Budget (including currency): ~3000$
Country: EU
Games, programs or workloads that it will be used for: Python, Jupyter Notebook, Tensorflow, Keras, PyTorch.
Other details (existing parts lists, whether any peripherals are needed, what you're upgrading from, when you're going to buy, what resolution and refresh rate you want to play at, etc):
So hello everyone, I am a PhD Student, doing machine learning research and I am in the market for a new laptop. I currently have a early 2015 Macbook Pro 13", which is, well, aged enough to make me consider an upgrade. So I would like your help and suggestions to make a choice.
Effectively what I am looking for is laptop that's gonna last me for quite some time, is going to be reliable and have a lot of battery life (under normal work loads and not neural network training obviously). I mention training neural networks, which should hardly be the case in most cases as it is unreasonable to train complete models on a laptop. My most demanding workload will be consisted of development/coding and testing (training) smaller iterations of my models before I deploy them on a GPU server that is gonna handle the days/weeks of training required.
To that end, I have concluded that my 13" screen is too small to spend so much time on it and I am aiming for something like a 15"-16" laptop. I have narrowed it down to 3 choices that I would like to list in a "best first" manner:
1) Macbook Pro 16" - Late 2019 - with a dedicated GPU in the form of 5600M (8GB) and 32GB or ram.

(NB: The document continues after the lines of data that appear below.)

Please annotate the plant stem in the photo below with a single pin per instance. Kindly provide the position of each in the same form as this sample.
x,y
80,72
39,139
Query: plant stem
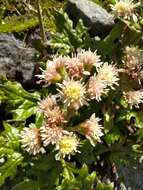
x,y
39,10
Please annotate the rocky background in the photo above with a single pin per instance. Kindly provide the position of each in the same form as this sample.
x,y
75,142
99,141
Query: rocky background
x,y
19,59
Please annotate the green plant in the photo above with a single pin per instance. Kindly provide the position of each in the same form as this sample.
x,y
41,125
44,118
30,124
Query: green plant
x,y
88,110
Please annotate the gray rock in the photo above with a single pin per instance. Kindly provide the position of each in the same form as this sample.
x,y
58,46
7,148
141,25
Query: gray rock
x,y
16,61
95,17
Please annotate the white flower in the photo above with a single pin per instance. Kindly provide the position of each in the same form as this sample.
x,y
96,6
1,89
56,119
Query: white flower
x,y
30,140
52,112
73,93
50,75
134,98
109,74
91,129
75,68
67,146
96,88
89,59
133,60
51,134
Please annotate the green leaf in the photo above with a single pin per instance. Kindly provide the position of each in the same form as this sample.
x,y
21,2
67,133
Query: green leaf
x,y
11,135
23,103
102,186
9,167
26,185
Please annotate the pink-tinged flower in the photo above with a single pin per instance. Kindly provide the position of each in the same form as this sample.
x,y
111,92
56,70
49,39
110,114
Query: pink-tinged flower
x,y
134,98
67,146
75,68
73,93
60,64
91,129
47,103
89,59
124,9
30,140
96,88
51,134
109,74
132,60
52,112
50,75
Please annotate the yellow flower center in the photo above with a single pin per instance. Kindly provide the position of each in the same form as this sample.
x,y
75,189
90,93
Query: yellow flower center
x,y
73,92
122,7
108,76
68,145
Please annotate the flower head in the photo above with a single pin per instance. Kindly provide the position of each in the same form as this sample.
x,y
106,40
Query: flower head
x,y
132,60
51,134
67,146
73,93
89,59
31,141
109,74
134,98
96,88
75,68
123,9
91,129
52,112
47,103
50,75
60,65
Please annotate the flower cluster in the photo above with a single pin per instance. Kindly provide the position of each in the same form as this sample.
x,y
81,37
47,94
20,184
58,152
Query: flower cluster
x,y
133,60
77,81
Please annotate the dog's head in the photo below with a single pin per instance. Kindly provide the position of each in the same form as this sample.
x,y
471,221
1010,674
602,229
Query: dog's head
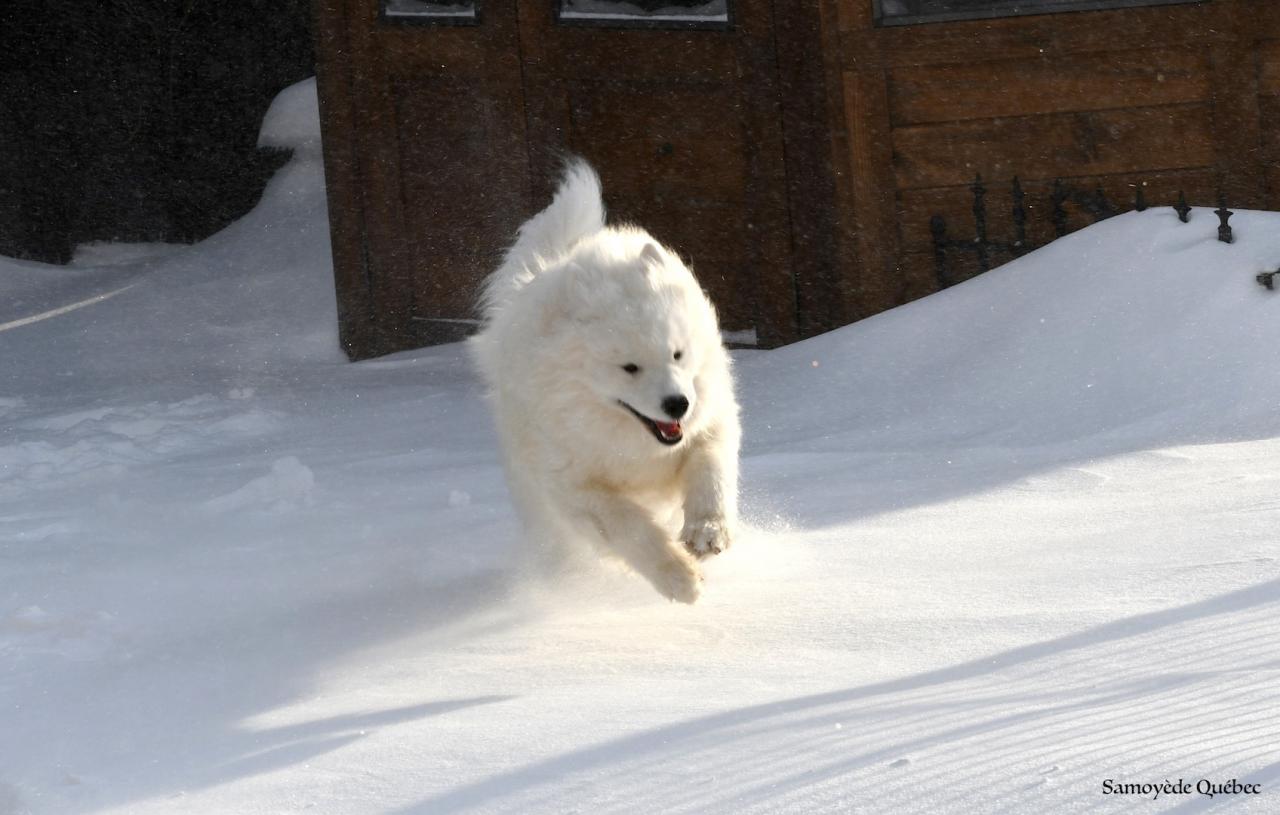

2) LambdaLabs Tensorbook (details here: https://lambdalabs.com/deep-learning/laptops/tensorbook )
3) Razer Blade 15 Advanced Edition with RTX 2080
However, I am facing a lot of tough choices here.
While I would prefer the Macbook, Apple doesn't seem to play well with Nvidia which I would require for running experiments (even small ones) locally on GPU. There is an alternative to using, let's say tensorflow, with an AMD card with ROCm but I would have to boot Ubuntu - which pretty much negates the point of buying a mbpro. I could buy a nvidia eGPU but there's no guarantee it's going to work in the long term and every MacOS update could potentially brake the compatibility. And last and worst I could use Keras with PaidML but for anyone doing active research would know that Keras is not the way to go if you want to do innovative research and publish your work (so that's off the table).
As my "best option" for the mbpro is to book on Ubuntu, why pay the premium of apple and not just go for the LambdaLabs Tensorbook which seems to be tailored to my needs (per say). The only reason I'm sceptical about LambdaLabs is because a) I have never heard of them before today and b) what's going to happen if I have a service issue given that I'm based in EU and the company is based in the US. I can't go without a laptop for a long period of time...
Razer Blade comes third only because I feel like I'm paying extra for literally features (like a high refresh rate monitor) that I don't need. Otherwise I feel like it has a good enough build quality and overall specs to do what the Tensorbook would do for me (given that it's going to run Ubuntu anyway).
Some quick quirks of mine:
- I hate working on windows and I refuse to do so. For anything but work, Windows is OK, I just can't stand working on windows.
- I understand that if you read this far you might be confused as to why I need a GPU at all if I am going to run the majority of my workload to remote servers, but I would like to afford the luxury of running small experiments in my laptop before I just go off and wait 72hours for results. I could technically do it in CPU (which all 3 could cover as they are Intel based), but time is money and money is what I need (being a student and all), so I'm looking for more effective options so to speak.
Also, should I wait for the next generation of macbook pro's coming out in a short while? I am clearly not thinking about Apple Silicon systems which will most likely not be compatible with my needs, but for the new Intel processors. Is it worth the wait, performance wise, if I end up using CPU for the experiments that is.
P.S. I would especially love to hear what you're rocking if you're a machine learning developer or data scientist or what have you.